- Born: 30 January 1945 Nkokonjeru Buganda, Uganda
- Died: 9 March 1987 (aged 42)
- Cause of death: Assassination
- Body discovered: Bbunga
- Other name: Lutaakome
- Citizenship: Uganda, United States
- Education: Master of Arts PhD in criminal justice Bachelor of Science Bachelor's degree in criminal justice Diploma in criminal justice
- Alma mater: Namilyango College Makerere University State University of New York University of Southern Illinois
- Occupations: Lawyer, professor
- Years active: 1971–1987
- Employer(s): Civil service in the Prisons Department Uganda New York State University
- Organization: State University of New York
- Agent: Government of Uganda
- Known for: His book Kondoism in Uganda, Leader of the Uganda Political Freedom Movement, former Minister for energy
- Political party: Uganda Freedom Movement Democratic Party

= Andrew Kayiira =

Ugandan politician (1945–1987)

Andrew Lutaakome Kayiira (30 January 1945 – 9 March 1987) was the leader of the Uganda Freedom Movement (UFM), a guerrilla organization that fought the governments of Milton Obote and Tito Okello between 1980 and 1986. Kayiira and the UFM were often seen as rivals to the National Resistance Movement (NRM) led by Yoweri Museveni, which was also fighting a guerrilla war against the Obote and Okello governments. When the NRM took power in 1986, Kayiira was appointed Minister for Energy by Museveni. Later that year, he was arrested for treason but later released. He was murdered by unknown gunmen on 9 March 1987.

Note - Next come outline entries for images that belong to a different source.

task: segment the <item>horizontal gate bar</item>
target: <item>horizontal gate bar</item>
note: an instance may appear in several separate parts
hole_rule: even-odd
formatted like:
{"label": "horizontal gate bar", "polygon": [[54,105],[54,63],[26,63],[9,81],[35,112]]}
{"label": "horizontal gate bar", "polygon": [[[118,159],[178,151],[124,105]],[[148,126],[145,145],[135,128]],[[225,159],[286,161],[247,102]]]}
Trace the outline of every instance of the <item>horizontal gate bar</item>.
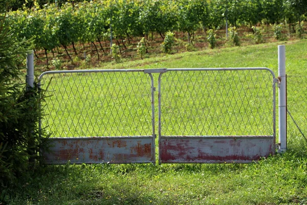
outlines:
{"label": "horizontal gate bar", "polygon": [[191,136],[191,135],[188,135],[188,136],[184,136],[184,135],[176,135],[176,136],[161,136],[161,138],[203,138],[204,139],[207,139],[207,138],[273,138],[273,137],[275,137],[273,135],[223,135],[223,136],[218,136],[218,135],[210,135],[210,136]]}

==Education and early career==
Kayiira attended Namilyango College and was admitted to the Faculty of Mathematics at Makerere University but instead he chose to work for the government Civil Service in the Prisons Department where he rose to assistant superintendent. He later won a scholarship to the United Kingdom where he obtained a diploma in Criminal Justice. He then moved to the United States to attend the University of Southern Illinois, where he gained a Bachelor of Science degree in criminal justice and a Master of Arts and a PhD in criminal justice from the University at Albany School of Criminal Justice.

==UK and USA==

Kayiira completed his studies in the UK with a diploma in Criminal Justice. He was awarded a scholarship by the United States Government to attend the University of Southern Illinois, where in 1971 he achieved his Bachelor of Science Degree in Criminal Justice. In Albany, the capital of the State of New York, at the University at Albany School of Criminal Justice, Kayiira obtained an M.A. and a Ph.D. in Criminal Justice. His doctoral dissertation titled "Kondoism in Uganda" has internationally contributed an addition of "kondoism" as a new terminology in criminology.

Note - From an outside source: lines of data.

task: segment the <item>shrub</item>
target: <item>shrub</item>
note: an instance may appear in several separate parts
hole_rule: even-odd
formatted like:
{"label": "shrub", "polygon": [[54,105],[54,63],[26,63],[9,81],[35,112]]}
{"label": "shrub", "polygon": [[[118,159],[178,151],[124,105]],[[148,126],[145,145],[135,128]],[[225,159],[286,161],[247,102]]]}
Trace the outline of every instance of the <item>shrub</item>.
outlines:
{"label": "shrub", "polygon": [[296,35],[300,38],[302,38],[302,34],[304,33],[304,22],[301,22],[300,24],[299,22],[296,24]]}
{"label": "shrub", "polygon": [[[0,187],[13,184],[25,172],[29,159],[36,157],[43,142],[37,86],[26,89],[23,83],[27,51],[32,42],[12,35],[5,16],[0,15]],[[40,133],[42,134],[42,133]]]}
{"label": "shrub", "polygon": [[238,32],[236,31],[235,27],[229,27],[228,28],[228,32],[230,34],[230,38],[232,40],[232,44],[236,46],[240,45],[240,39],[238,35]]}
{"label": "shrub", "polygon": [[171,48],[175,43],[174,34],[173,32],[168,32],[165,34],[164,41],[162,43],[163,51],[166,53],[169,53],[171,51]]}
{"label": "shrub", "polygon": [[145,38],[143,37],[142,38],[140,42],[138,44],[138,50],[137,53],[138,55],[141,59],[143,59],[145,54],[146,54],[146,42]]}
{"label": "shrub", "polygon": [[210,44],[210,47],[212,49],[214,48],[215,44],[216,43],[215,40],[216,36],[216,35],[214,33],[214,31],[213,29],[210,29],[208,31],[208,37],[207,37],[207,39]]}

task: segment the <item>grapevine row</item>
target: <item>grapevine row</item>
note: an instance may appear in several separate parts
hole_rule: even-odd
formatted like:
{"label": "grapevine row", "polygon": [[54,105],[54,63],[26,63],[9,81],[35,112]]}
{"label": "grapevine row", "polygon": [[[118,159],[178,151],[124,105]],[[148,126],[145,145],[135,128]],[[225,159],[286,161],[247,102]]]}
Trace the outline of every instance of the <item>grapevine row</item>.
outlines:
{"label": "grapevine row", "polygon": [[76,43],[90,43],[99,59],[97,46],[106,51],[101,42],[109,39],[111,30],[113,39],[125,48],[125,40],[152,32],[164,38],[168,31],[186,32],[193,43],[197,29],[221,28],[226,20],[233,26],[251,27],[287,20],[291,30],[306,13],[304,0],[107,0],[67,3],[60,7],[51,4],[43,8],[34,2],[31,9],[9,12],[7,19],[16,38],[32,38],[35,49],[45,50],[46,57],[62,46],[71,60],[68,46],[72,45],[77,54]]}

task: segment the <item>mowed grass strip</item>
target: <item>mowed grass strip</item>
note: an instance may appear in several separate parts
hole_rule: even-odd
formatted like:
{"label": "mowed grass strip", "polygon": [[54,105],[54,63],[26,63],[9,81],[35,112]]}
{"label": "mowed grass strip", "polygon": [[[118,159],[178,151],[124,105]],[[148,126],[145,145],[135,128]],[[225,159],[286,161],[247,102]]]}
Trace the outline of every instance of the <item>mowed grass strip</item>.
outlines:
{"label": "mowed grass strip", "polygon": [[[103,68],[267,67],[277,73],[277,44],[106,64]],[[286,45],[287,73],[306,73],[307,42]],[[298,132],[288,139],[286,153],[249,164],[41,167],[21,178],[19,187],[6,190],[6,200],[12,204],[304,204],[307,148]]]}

Pressed by the vicissitude of the Idi Amin conditions, Kayiira found himself being forced into exile in the United States. He gained an assistant professorship of criminal justice at the University of New Haven in Connecticut. With this base, he reached out to Ugandans in the US. It was his practice that whenever he arrived in a city or town he was not familiar with, one of the first things he did was to pick up a telephone directory, look up Ugandan names, and try to link up with them.

He founded the UF, which he enunciated by means of a newsletter called "SASA UFU". An executive committee was established in 1978, the chair of which was attorney Godfrey Binaayiisa. It was then sensed by the Boston group, which included Henry Bwambale, Kalu Kalumiya, Olara Otunnu, Justine Sabiti, Mubiru Musoke, and Aloysius Lugira, that UFU needed a new leadership. Kayiira was nominated to stand with Binaisa. At the general meeting held in New York, Kayiira was unanimously elected chairman of UFU.

==The UNLF factor==
The Uganda National Liberation Front was a political group formed by exiled Ugandans opposed to the rule of Idi Amin. It worked alongside the Uganda National Liberation Army (UNLA) that acted as a sister wing in liberating Uganda from the alleged autocratic leadership of Amin. It fought alongside Tanzanian forces in the Uganda-Tanzania War that led to the overthrow of Amin's regime.